Week 4

2023 Media Art Programming 4th #

Slides #

slides (PDF) slides (HTML)

Shells and Pipes #

Previously we have used basic commands such as ls and cd, which take terminal text input and return text output to the terminal.

On Unix-like operating systems, the input and output of commands with simple functions can be combined to perform complex operations using a feature called pipes.

Take, for example, the command say, which can be used on macOS to read text aloud.

The following command will cause macOS to say “Hello” aloud.

say "Hello".

Here, a program called say receives the text "hello" from standard input (stdin).

So what happens if there is no input at all?

say

When executed without input, the say command enters a mode in which it waits for text input. Here, typing “hello” and then pressing the Enter key will cause the command to read out the text. When it finishes reading, it waits for text input again.

Standard input is often given in the form of a first argument or otherwise entered by the user from the terminal when the program is executed.

A pipe can be used here to pass the result of another command to say as standard input.

echo "hello" | say

The echo`` command simply writes arbitrary text to standard output, while ``say`` is executed without arguments as before, but instead of going into interactive mode, it reads the "hello" given by ``echo and exits.

Instead of echo, you can use a command that writes a file to standard output, such as cat hogehoge.txt, to read an arbitrary text file.

Files and Devices #

By the way, files on storage are not the only things that cat can open; Unix-like operating systems can also take hardware information on your computer (e.g., CPU temperature, hard disk RPM, etc.) just as they can handle files.

These devices reside in the /dev directory. This directory is not accessible from the Finder.

ls /dev

There are many devices out there, but it is difficult to guess their contents from their names. Let’s try to use urandom, a hardware random number generator on your computer.

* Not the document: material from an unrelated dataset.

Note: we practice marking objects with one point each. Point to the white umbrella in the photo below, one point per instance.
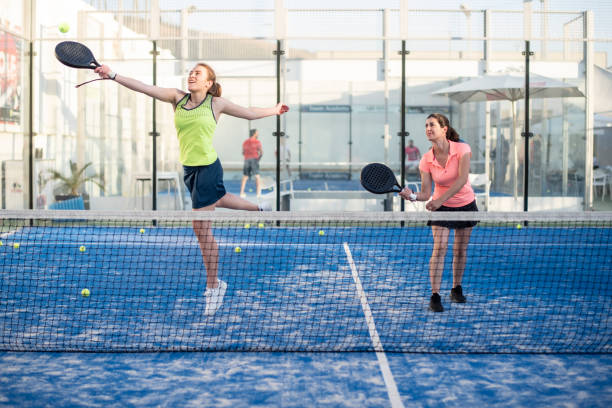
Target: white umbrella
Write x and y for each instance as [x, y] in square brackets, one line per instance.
[510, 87]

On computers, random numbers are often treated as algorithmic sequences of numbers, which means that knowing the initial value of a random number can predict subsequent random number sequences, so security-critical random number generation is often based on time or hardware random number generators.

Since opening with cat produces a tremendous number of random numbers and causes the terminal to freeze, let’s use the head command to extract only the first few lines. Since urandom writes out random numbers as binary, it will include many that cannot be encoded as strings.

head /dev/urandom

And although not available today, in the past Linux had a virtual device called /dev/dsp that could write waveform data directly to the audio driver when written via pipe. Currently in Linux, the command aplay can do the same thing.

There is an attempt to take advantage of this mechanism, called Bytebeat, to generate sound in as short and simple a program as possible.

Bytebeat #

Bytebeat was first published by viznut in 2011 in a video on Youtube, which spread through commentary on his blog.

[Algorithmic symphonies from one line of code – how and why?(2011)]( http://countercomplex.blogspot.com/2011/10/algorithmic-symphonies-from- one-line-of.html)

Later, several environments were created that allow similar code to be executed on a web browser.

https://greggman.com/downloads/examples/html5bytebeat/html5bytebeat.html

https://sarpnt.github.io/bytebeat-composer

Let’s try Bytebeat the old-fashioned (?) way of actually creating binary data. Let’s try it the old-fashioned (?) way of actually creating binary data.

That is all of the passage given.